As long as the industry is dominated by incorrect and unhelpful assumptions that employers look only to push contractors for as long as possible before terminating and calling performance bonds, or that contractors deliberately under-price tenders and then seek to recover profit margin by way of cynical money claims, then those assumptions, together with the lump sum contracting model, create a self-fulfilling prophecy where large, destructive disputes flowing from the execution of infrastructure projects are the norm, rather than the exception.

A logical extension of those assumptions would suggest that there is an entire industry of actors who have no interest in value preservation and delivery of projects in the infrastructure sector. We know that is not the case – it is surely better to proceed from the assumption that the various parties in the infrastructure value chain do actually have, as a point of common interest, the successful delivery of complex infrastructure projects and that they acknowledge the value inherent in the delivery of these projects. A fundamental rethink of the contractual models relied upon will help draw this out in practice.

Smit-Jason

Jason Smit

Partner

Forms of contract aside, better, more candid information sharing, both upfront and during the execution phase of a project, is needed

Other contractual models offer a solution

There already exist alternative contracting models that provide for a far more collaborative or consultative approach to infrastructure project delivery, moving away from the allocated risk, employer/contractor divide that, in our experience, seems to lead inevitably to significant contractual disputes.

The alliance contract model promulgated by the NEC is one such example of an approach to infrastructure project delivery which sees the parties collaborate toward the delivery of the project, rather than positioning themselves contractually so as to maximise their own gains.

However, for alliance contracting or other forms of collaborative contract models to succeed, there needs to be a willingness on the part of employers, contractors and subcontractors, to alter their practices so as to allow for alternatives to the traditional, lump sum priced contractual model.

Forms of contract aside, better, more candid information sharing, both upfront and during the execution phase of a project, is needed.
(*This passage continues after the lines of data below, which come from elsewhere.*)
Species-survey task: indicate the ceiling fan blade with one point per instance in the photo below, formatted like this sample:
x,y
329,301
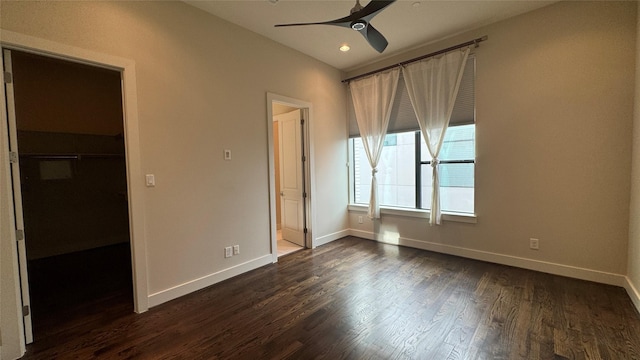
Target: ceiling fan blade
x,y
367,13
375,38
333,22
372,9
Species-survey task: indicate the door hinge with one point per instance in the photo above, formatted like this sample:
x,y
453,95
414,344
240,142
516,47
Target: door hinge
x,y
8,77
13,157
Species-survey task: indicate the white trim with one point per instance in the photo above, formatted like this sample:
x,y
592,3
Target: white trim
x,y
530,264
417,213
13,40
207,280
322,240
310,176
8,227
634,294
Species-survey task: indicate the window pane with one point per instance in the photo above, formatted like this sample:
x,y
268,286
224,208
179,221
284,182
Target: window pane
x,y
396,171
456,187
459,144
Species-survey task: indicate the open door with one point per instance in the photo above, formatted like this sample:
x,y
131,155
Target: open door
x,y
292,182
17,196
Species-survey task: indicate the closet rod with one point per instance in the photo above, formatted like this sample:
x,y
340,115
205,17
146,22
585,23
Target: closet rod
x,y
68,156
475,42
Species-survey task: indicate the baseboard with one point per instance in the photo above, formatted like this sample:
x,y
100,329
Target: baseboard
x,y
530,264
634,294
208,280
331,237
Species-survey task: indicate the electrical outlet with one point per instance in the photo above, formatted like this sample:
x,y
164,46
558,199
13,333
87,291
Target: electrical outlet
x,y
534,244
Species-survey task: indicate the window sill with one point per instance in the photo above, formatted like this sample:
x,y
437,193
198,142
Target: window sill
x,y
423,214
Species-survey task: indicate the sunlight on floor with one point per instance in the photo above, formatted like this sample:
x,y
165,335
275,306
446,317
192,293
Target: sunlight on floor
x,y
285,247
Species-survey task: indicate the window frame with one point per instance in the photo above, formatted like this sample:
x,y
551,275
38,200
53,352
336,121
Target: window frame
x,y
417,211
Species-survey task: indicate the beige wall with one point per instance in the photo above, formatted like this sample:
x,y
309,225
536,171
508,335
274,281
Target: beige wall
x,y
554,103
633,267
201,86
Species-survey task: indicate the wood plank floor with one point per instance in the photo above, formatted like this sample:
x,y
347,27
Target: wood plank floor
x,y
358,299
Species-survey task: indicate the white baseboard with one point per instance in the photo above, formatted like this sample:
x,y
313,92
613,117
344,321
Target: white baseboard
x,y
536,265
331,237
208,280
634,294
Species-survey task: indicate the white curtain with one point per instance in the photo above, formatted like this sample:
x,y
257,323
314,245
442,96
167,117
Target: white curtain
x,y
372,100
433,85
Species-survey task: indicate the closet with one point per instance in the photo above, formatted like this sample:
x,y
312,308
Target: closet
x,y
69,121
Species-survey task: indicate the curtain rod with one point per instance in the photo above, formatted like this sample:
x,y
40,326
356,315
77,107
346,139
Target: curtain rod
x,y
475,42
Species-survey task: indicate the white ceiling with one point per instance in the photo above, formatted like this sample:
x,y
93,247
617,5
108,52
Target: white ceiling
x,y
406,24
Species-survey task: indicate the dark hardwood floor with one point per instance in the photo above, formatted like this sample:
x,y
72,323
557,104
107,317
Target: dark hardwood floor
x,y
359,299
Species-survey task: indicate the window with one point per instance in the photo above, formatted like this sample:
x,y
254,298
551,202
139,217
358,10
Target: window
x,y
405,173
399,171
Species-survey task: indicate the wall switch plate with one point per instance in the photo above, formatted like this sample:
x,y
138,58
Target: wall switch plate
x,y
534,244
150,180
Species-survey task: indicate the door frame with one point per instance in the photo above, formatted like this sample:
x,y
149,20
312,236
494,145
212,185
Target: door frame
x,y
135,185
309,174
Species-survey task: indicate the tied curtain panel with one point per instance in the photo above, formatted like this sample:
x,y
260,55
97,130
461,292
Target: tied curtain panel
x,y
432,85
372,101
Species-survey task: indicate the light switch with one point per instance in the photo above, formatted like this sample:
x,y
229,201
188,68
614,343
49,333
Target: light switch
x,y
150,180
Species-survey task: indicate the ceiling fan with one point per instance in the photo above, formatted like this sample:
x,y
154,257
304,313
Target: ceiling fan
x,y
360,21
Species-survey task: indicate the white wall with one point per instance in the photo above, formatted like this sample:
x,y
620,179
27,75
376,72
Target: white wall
x,y
554,105
633,267
201,88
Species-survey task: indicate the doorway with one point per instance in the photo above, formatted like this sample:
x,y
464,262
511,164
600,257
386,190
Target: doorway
x,y
290,164
70,189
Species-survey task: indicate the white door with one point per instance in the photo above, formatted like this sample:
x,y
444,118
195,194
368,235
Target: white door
x,y
291,177
17,198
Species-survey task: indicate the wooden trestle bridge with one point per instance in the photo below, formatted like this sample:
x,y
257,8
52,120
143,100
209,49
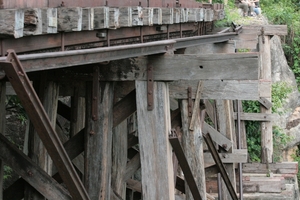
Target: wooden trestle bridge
x,y
142,76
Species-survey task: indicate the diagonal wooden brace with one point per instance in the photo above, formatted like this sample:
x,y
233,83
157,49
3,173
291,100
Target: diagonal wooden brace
x,y
31,103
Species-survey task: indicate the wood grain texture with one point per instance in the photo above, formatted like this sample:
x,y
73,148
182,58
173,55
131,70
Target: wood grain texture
x,y
98,144
155,150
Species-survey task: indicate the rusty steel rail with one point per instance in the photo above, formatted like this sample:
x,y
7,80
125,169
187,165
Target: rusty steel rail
x,y
220,165
42,124
54,60
188,175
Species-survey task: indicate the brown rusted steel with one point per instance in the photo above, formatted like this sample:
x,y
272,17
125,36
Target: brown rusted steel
x,y
31,103
220,165
150,85
188,175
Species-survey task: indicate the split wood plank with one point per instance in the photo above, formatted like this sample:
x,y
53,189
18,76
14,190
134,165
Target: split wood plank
x,y
169,67
155,149
12,22
265,117
217,137
30,172
98,143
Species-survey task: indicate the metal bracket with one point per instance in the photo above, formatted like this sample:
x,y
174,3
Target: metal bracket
x,y
190,102
95,93
150,85
184,164
220,165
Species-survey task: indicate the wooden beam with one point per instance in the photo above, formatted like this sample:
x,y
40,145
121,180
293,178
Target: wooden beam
x,y
217,89
98,142
156,152
169,67
217,137
30,172
264,117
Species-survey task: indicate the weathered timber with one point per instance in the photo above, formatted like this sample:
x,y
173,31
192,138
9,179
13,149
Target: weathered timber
x,y
88,19
217,137
254,116
217,89
276,168
267,29
33,21
2,129
237,156
98,143
69,19
169,67
49,20
30,172
119,159
156,153
265,73
12,22
192,143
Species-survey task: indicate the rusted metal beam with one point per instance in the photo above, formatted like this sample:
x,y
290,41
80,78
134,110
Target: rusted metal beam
x,y
184,165
220,165
42,124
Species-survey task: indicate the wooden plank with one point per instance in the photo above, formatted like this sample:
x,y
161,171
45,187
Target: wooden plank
x,y
268,29
217,89
192,143
237,156
264,117
12,22
98,143
169,67
69,19
217,137
30,172
155,150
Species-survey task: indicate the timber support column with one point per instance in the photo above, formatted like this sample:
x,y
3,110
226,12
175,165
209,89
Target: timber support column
x,y
98,139
265,75
2,129
154,127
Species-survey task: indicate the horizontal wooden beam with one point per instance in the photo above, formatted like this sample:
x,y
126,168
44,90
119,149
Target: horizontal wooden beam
x,y
30,172
263,117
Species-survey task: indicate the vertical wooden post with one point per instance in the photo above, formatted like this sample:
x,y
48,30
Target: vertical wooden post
x,y
155,149
226,127
192,143
2,129
265,74
48,94
119,160
98,143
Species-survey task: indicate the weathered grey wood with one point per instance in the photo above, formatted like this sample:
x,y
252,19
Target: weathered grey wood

A move away from the "build it via variations" approach could also potentially assist in reducing the fractious nature of infrastructure projects.

The case for change

The revival of the South African and, indeed, broader African infrastructure sector is far more likely to be achieved if the sector as a whole is willing to embrace change when it comes to the core philosophies which inform how infrastructure project contract documents are structured and executed.

This willingness to change is something which is not only to be encouraged but, indeed, is vital if what little value left in the infrastructure sector is to be not only protected but nurtured.